En ese momento encuentro una libreta sobre la mesa. Todo está anotado ahí.

— Por supuesto — respondo con la voz perezosa de un león al que molestaron sin razón —. ¿Algo más, Ricky?

Cobarde. Eso es lo único que sé de ese sujeto. Y alguien dominado por el miedo es la persona más peligrosa de todas. Te traicionará por miedo. Te venderá por miedo.

— Nada… solo me pidieron… por si acaso — su voz tiembla como bandera en tormenta.

— Adieu — digo y cuelgo el teléfono.

Quién sabe por qué demonios, pero me siento mejor. Empiezo a tener ganas de moverme. La sensación de poder, de ser superior a los demás, da muchísima energía. Y esa es mi fuente favorita: sentirme por encima de la gente.

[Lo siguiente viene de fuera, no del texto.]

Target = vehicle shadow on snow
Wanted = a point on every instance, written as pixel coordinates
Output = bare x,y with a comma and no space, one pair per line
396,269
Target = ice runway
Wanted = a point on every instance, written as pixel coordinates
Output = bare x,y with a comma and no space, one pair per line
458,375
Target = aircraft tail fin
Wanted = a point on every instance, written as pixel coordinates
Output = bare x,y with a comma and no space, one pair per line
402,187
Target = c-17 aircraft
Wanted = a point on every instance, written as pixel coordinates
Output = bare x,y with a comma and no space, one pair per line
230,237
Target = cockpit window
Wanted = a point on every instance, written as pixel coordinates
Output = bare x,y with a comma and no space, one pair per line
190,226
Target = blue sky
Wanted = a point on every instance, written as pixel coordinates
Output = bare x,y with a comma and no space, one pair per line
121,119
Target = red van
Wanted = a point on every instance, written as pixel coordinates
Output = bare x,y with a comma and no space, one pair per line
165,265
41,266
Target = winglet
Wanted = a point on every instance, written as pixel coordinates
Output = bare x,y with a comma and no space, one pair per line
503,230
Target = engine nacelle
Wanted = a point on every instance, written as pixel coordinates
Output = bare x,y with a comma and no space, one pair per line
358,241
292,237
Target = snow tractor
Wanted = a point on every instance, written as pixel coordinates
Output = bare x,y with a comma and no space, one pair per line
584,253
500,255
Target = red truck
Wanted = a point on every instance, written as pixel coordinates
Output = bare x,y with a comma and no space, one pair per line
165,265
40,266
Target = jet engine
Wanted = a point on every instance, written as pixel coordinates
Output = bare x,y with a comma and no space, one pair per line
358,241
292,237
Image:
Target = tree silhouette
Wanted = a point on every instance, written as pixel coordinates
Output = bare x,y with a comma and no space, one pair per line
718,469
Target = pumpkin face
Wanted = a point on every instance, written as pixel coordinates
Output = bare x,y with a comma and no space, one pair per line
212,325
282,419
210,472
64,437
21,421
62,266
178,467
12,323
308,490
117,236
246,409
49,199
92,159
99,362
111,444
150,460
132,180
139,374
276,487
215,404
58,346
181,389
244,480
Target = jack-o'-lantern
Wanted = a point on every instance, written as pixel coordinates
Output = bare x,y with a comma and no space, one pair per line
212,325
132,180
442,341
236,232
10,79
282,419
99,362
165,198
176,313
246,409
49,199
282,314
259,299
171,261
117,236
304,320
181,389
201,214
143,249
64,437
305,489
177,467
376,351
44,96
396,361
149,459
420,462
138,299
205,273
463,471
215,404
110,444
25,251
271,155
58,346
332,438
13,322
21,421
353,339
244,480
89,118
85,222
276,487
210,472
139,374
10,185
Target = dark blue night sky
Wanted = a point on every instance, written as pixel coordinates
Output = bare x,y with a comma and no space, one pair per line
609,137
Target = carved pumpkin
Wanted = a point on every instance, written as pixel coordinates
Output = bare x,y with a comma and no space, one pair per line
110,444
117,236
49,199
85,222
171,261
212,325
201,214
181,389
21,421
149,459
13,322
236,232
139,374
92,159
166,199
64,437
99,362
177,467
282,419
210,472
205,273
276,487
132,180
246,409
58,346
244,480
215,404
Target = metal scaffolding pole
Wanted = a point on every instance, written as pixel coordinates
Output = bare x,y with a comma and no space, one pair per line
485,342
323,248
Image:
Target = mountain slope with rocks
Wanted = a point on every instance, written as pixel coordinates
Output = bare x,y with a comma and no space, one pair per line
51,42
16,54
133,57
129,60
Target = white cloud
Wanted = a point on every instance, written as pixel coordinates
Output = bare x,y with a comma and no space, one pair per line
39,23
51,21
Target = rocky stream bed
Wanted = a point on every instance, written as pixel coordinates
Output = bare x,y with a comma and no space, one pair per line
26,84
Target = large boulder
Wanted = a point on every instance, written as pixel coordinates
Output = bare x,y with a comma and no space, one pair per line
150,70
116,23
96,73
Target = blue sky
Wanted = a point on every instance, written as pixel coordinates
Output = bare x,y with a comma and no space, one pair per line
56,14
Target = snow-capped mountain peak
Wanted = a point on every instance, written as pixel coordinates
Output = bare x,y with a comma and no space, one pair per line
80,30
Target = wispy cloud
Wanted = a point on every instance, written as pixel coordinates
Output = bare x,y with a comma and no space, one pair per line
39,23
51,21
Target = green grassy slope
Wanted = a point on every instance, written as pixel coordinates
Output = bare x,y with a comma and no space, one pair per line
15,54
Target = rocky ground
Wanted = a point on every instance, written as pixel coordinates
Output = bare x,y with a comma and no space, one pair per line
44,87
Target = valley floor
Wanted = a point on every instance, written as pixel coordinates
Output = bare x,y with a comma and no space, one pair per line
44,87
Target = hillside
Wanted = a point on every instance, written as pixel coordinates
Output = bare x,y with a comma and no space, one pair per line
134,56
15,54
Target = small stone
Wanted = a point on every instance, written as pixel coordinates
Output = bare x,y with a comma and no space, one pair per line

Me pongo el reloj de pulsera. Parece ser lo más caro que hay en todo el departamento. Me lo regalé yo mismo por mi cumpleaños.

“¿Eso es todo?” Me quedo congelado frente al espejo del pasillo. No me gustaría encontrarme conmigo mismo en un callejón oscuro: un calvo gigante con chaqueta de cuero.

— Ragnar — me sonrío con una mueca salvaje, como un oso.

¡Recordé! Casi se me olvida lo más importante. Regreso al cuarto y saco el arma del cajón.
Un magnum .44 enorme. Quién sabe… tal vez hoy tenga que matar a alguien.